In order for the framework to be able to compile the benchmark, a Makefile
must be provided. To facilitate the call to m5_reset_stats()
, the compiled
binary will have to be linked to the gem5 utility library. See the example
Makefile below:
CC=aarch64-linux-gnu-gcc
CFLAGS=-march=armv8-a -static
OBJS=include/m5op_arm_A64.o
all: bench
bench: bench.o
$(CC) $(CFLAGS) -o a.out bench.o $(OBJS)
bench.o: bench.c
$(CC) $(CFLAGS) -c bench.c
clean:
-rm -f *.o
-rm -f a.out
The m5op.arm.A64.o
file is provided with the framework and can be found in the bench/tacle/<benchmark>/include
directory.
Note that you can also compile it yourself, the source code is provided in the <gem5_directory>/util/m5
directory.
After having properly modified the original benchmark source code and setting
up the appropriate gen_input.py
file, the benchmark input specification must
be added to the benchmarks.py
file as follows:
from input import Types
from distributions import *
benchmarks = {
...
"test_bench" : { "path" : "<path_to_framework>/bench/test_bench/",
"input": [
("x", (Types.int, 1, 20,
[
(1, 10, (2, uniform_dist(1.))),
(10, 20, (1, uniform_dist(1.))),
])
),
("y", (Types.int, 1, 30,
[
(1, 30, (1, uniform_dist(1.))),
])
),
]
},
...
}
This example input specification defines both x
and y
as integer input
types and sets their ranges at [1,20)
and [1,30)
respectively. For y
, the
value probability distribution is uniform.
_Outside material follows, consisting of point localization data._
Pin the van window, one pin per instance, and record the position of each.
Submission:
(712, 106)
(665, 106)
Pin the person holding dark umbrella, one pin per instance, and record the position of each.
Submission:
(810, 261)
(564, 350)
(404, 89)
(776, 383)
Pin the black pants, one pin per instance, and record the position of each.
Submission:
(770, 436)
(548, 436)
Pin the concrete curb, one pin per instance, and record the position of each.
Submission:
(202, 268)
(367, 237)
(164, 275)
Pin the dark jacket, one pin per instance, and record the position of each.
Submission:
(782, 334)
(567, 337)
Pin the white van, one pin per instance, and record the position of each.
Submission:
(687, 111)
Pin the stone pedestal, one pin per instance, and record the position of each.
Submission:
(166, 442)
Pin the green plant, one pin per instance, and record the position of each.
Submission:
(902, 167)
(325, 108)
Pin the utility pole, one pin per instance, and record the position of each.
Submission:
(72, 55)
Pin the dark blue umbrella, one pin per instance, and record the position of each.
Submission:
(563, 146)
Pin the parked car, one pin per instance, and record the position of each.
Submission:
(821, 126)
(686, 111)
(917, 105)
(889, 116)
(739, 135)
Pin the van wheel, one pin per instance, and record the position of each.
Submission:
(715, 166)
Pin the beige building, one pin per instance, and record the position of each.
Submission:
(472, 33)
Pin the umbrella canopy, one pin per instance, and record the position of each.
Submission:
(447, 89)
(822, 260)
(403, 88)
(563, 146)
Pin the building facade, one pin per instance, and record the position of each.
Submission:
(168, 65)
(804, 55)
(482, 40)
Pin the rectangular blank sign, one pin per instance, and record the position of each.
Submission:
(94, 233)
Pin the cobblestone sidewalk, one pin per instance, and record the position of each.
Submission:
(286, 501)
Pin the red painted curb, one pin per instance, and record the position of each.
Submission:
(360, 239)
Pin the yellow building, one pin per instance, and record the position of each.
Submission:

For x
, a value in the range of
[1,10)
is deemed twice as likely as a value in the range of [10,20)
(specified by the ratio 2:1).
In general, an input specification must adhere to the following format:\
# Input types are defined in input.py
# Distributions are defined in distributions.py
"name" : { "path" : "path_to_benchmark_folder",
"input": [
# Ranged input type
(
"variable_placeholder_name",
(input_type,
lower_bound, upper_bound,
# Input value distribution
[
(min_val, max_val, (ratio, dist),
(min_val, max_val, (ratio, dist),
...
(min_val, max_val, (ratio, dist),
])
),
# Array input type
(
"variable_placeholder_name",
(input_type, array_size)
),
# Fixed input type
(
"variable_placeholder_name",
(input_type, value)
),
]
}